I like that the story is able to demonstrate what it is that motivates Blood. Seeing him personally struggle with how he should use his demonic “curse” lets us peek into the mind of a person like that. Seeing the child’s knight toy makes him realize that being a hero can be something that makes fighting have meaning. He channels this immense destructive power into something that can help others, and you can tell that it makes him feel more complete, even with his divided persona. It’s fairly compelling, if not totally original. I mentioned this before, but everything from the lone wanderer aesthetic, to the outfit, to the reluctant monster-slaying quest, to the gruff misanthrope with a heart of gold feels pulled straight out of The Witcher. Whether this is a bad thing is up to personal taste, but it’s very hard not to notice.

The demon fight itself is fun, and Jorge Corona’s vibrant art really brings it to life. The exaggerated faces and bright colors sell the Hellish imagery. I only wish that Etrigan would remember to rhyme. He even gets called out as a “rhyming demon”, yet that only seems to last a moment. I did love seeing Jason return in the modern day for round 2. It was a perfect little way to show how he’s grown with the lesson he learned that day.

Score: 7.5/10

Damian and Deadman in “The Haunting of Wayne Manor” 

Review by William Martin

When it was decided that we would be collaborating on this review I couldn’t volunteer fast enough to cover this story. Kelley Jones is my all time favorite Batman artist and his run with Doug Moench is my favorite run. Needless to say, I’m always excited to see Jones get more work. I also generally enjoy Tim Seeley’s writing so this story certainly had potential.

I’m happy to say that it lives up to that potential! Seeley exhibits a strong understanding of both title characters and was also very wise in his character choice. As a self serious character Damian thrives off juxtaposition against others with a sense of humor. His relationship with Dick Grayson certainly proved that and while I’m not going to claim that he’s equally compatible with Deadman, there are definite possibilities.

Kelley Jones also turns out some of his best work in years for this story! He obviously had a lot of fun drawing it and despite the fact that drawing characters consistently was never his strongest suit this story didn’t seem to have that problem. Damian always looks like himself and doesn’t vary in age between panels (problems Jones had with Tim Drake in the 90s).

My only real complaint is that the colors are too flat. In recent years colorists have been one of biggest drags on the appearance of Jones’ art. His work really stands alone in many ways and I believe some colorists have trouble figuring out how to effectively work with his style. This story is a better recent example but it still doesn’t accentuate his work in the best way possible.

Overall this story is well worth a read and hopefully DC gives Kelley Jones more work going forward. I do love him so.

Score: 8/10

Recommended If

  • It’s spooky season, and this is the perfect fix
  • Anthologies are your jam
  • There’s totally a story in here for you, I promise


There really is a little of everything here, from lighthearted stories like the Super Sons adventure to more serious ones that focus on some of DC’s darker sides Terrors Through Time is an overall solid read.
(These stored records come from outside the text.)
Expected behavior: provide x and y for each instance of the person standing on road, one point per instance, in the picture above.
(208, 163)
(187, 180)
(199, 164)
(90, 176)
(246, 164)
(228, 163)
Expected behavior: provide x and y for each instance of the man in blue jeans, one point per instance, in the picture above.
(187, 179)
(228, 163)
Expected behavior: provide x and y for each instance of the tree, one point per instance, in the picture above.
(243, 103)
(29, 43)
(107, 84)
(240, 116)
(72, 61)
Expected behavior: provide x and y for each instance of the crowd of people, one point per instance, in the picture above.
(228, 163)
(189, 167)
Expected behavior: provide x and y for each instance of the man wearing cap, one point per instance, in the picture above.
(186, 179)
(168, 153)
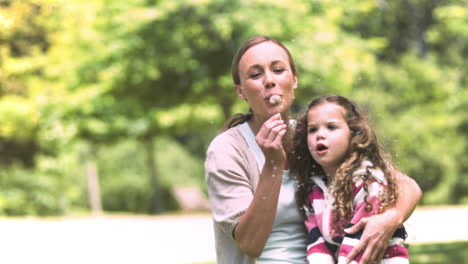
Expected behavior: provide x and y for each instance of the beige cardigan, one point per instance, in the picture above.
(232, 174)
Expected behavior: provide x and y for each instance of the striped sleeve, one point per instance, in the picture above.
(396, 253)
(317, 250)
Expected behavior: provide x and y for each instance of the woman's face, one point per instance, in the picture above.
(265, 71)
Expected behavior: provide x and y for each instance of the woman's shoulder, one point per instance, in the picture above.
(227, 139)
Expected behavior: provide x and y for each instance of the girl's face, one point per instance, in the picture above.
(328, 136)
(265, 71)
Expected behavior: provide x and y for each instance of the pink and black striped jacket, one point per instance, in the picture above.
(322, 247)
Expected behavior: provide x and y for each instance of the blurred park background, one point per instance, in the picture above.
(108, 106)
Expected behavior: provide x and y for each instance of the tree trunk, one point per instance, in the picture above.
(158, 202)
(94, 193)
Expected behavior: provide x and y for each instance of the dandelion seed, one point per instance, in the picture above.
(275, 99)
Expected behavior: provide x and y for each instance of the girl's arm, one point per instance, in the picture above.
(317, 250)
(378, 229)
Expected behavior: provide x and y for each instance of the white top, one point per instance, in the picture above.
(287, 241)
(232, 170)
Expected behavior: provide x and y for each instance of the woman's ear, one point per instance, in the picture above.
(295, 83)
(240, 91)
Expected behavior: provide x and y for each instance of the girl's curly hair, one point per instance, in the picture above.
(363, 145)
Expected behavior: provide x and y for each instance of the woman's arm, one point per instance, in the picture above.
(378, 229)
(256, 224)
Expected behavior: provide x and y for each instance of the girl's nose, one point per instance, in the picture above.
(320, 134)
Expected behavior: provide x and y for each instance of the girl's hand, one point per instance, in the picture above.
(269, 138)
(378, 230)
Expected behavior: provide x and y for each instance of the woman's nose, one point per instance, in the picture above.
(269, 80)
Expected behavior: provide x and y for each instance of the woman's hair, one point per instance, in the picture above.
(363, 145)
(252, 41)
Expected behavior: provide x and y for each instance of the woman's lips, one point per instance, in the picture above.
(274, 99)
(321, 149)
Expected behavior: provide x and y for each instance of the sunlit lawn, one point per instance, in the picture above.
(443, 253)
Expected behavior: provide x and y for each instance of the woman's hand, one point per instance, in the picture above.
(269, 138)
(378, 230)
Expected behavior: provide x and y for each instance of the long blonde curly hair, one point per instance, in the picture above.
(363, 145)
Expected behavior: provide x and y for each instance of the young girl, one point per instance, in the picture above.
(343, 176)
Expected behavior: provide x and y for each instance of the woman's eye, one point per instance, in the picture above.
(255, 75)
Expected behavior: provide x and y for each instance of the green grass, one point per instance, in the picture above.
(440, 253)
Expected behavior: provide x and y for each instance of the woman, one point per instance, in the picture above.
(251, 193)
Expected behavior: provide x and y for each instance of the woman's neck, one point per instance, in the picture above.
(255, 124)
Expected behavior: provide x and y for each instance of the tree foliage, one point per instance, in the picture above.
(141, 80)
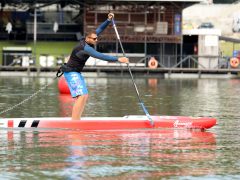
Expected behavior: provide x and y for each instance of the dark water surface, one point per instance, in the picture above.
(125, 154)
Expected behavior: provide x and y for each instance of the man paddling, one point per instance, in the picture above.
(72, 70)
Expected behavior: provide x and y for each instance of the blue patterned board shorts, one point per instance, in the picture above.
(76, 83)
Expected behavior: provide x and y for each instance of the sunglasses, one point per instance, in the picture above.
(94, 38)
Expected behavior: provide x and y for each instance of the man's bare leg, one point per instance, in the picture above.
(79, 106)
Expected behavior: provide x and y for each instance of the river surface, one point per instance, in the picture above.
(123, 154)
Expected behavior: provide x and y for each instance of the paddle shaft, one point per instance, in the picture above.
(130, 72)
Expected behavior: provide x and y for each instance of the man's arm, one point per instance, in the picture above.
(103, 26)
(92, 52)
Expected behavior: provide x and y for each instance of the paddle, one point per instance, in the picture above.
(139, 99)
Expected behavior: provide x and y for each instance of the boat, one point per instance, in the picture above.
(110, 123)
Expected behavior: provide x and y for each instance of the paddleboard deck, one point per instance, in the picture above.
(103, 123)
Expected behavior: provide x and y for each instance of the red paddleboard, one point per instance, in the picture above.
(103, 123)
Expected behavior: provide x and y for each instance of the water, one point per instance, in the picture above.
(125, 154)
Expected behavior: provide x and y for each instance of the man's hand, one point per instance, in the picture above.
(123, 60)
(110, 16)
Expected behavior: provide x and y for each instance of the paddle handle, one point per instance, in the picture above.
(129, 69)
No matter what you’re looking for I can say there’s probably something tucked in here that will scratch that October, cool weather, scary story itch. The sheer variety of stories and creative teams in this anthology is enough to make this book worth checking out, especially if you’re looking for something to add to your Halloween reading list. We hope you all enjoy reading through it as much as we did!

Overall Score: 7.5

DISCLAIMER: DC Comics provided Batman News with a copy of this comic for the purpose of this review.